Hark! the herald angels sing

Glory to the newborn King;

Peace on earth and mercy mild,

God and sinners reconciled:

Joyful all ye nations rise,

Join the triumph of the skies,

With the angelic host proclaim,

Christ is born in Bethlehem:

Hark! the herald angels sing

Glory to the newborn King.

Christ, by highest heaven adored,

Christ, the everlasting Lord,

Late in time behold him come,

Offspring of a virgin’s womb!

Veiled in flesh the Godhead see,

Hail the incarnate Deity!

Pleased as man with men to dwell,

Jesus, our Emmanuel:

Hark! the herald angels sing

Glory to the newborn King.

Hail the heaven-born Prince of Peace!

Hail the Sun of Righteousness!

Light and life to all he brings,

Risen with healing in his wings;

Mild, he lays his glory by,

Born that man no more may die,

Born to raise the sons of earth,

Born to give them second birth:

Hark! the herald angels sing

Glory to the newborn King.

All His angels worthily praise Him, for He is their everlasting food, nourishing them with an incorruptible feast. He is the Word of God, by whose life they live, by whose eternity they live forever, by whose goodness they live happily forever. They praise Him worthily, as God with God, and they render glory to God on high. May we, ‘his people and the sheep of his hand,’ reconciled to Him by our good will, merit peace in consideration of the limited measure of our weakness.
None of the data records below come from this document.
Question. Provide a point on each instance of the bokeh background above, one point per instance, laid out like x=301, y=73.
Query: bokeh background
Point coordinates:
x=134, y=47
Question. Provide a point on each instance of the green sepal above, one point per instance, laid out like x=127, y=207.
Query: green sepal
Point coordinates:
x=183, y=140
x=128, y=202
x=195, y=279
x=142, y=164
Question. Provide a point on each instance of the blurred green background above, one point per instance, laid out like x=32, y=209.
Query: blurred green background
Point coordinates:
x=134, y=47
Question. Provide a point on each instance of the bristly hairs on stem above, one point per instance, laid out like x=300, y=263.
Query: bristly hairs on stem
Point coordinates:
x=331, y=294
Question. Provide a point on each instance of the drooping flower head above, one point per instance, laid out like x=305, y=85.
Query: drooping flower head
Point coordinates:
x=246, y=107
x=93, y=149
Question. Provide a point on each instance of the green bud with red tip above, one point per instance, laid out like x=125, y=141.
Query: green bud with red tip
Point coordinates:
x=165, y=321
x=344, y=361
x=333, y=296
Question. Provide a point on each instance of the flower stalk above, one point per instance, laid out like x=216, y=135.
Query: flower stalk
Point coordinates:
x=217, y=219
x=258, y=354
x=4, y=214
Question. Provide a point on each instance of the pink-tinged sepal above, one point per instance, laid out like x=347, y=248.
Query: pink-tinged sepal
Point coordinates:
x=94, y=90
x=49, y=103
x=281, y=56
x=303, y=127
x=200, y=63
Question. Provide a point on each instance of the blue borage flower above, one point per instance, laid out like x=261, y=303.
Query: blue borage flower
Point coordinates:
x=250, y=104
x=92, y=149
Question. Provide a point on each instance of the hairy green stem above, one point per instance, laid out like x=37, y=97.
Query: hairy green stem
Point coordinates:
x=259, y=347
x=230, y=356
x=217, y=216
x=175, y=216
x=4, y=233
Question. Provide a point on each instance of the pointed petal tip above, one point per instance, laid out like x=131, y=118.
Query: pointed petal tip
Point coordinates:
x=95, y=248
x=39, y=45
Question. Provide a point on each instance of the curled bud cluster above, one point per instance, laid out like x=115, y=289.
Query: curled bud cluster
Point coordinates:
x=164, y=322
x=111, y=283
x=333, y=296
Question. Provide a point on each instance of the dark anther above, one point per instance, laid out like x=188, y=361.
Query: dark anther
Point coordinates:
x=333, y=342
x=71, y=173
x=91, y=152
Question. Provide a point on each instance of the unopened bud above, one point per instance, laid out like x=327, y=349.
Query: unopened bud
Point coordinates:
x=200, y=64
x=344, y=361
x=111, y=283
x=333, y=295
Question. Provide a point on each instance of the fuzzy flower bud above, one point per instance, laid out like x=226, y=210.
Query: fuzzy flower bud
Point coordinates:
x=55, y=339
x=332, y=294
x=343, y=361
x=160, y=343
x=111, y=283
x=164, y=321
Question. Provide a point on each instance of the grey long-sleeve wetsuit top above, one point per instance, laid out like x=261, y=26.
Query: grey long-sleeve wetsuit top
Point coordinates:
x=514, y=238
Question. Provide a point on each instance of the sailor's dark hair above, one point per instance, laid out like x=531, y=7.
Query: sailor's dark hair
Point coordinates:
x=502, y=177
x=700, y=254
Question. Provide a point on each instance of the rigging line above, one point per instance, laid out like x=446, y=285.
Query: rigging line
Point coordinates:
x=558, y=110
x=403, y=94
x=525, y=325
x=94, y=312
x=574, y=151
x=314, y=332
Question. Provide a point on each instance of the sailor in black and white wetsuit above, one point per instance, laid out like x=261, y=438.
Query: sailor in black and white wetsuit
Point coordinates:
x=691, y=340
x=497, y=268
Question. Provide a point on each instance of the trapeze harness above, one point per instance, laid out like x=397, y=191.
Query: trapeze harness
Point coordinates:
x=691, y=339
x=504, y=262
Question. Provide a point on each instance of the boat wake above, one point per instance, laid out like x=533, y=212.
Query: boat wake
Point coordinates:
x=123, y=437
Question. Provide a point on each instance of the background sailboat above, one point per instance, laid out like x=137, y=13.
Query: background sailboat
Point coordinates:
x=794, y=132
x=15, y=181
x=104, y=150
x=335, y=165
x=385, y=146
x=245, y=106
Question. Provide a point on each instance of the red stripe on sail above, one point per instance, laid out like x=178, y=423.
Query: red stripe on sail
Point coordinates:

For these words to which the angels themselves gave utterance in jubilation at the birth of our Saviour are their daily tribute: ‘Glory to God in the highest, and on earth peace among men of good will.’ Therefore, they praise Him duly: let us praise Him in obedience. They are His messengers; we, His sheep. He filled their table in heaven; He filled our manger on earth. He is the fullness of their table because ‘in the beginning was the Word, and the Word was with God; and the Word was God.’ He is the fullness of our manger because ‘the Word was made flesh, and dwelt among us.’ so that man might eat the Bread of angels the Creator of the angels became man. The angels praise Him by living; we, by believing; they by enjoying, we by seeking; they by obtaining, we by striving to obtain; they by entering, we by knocking.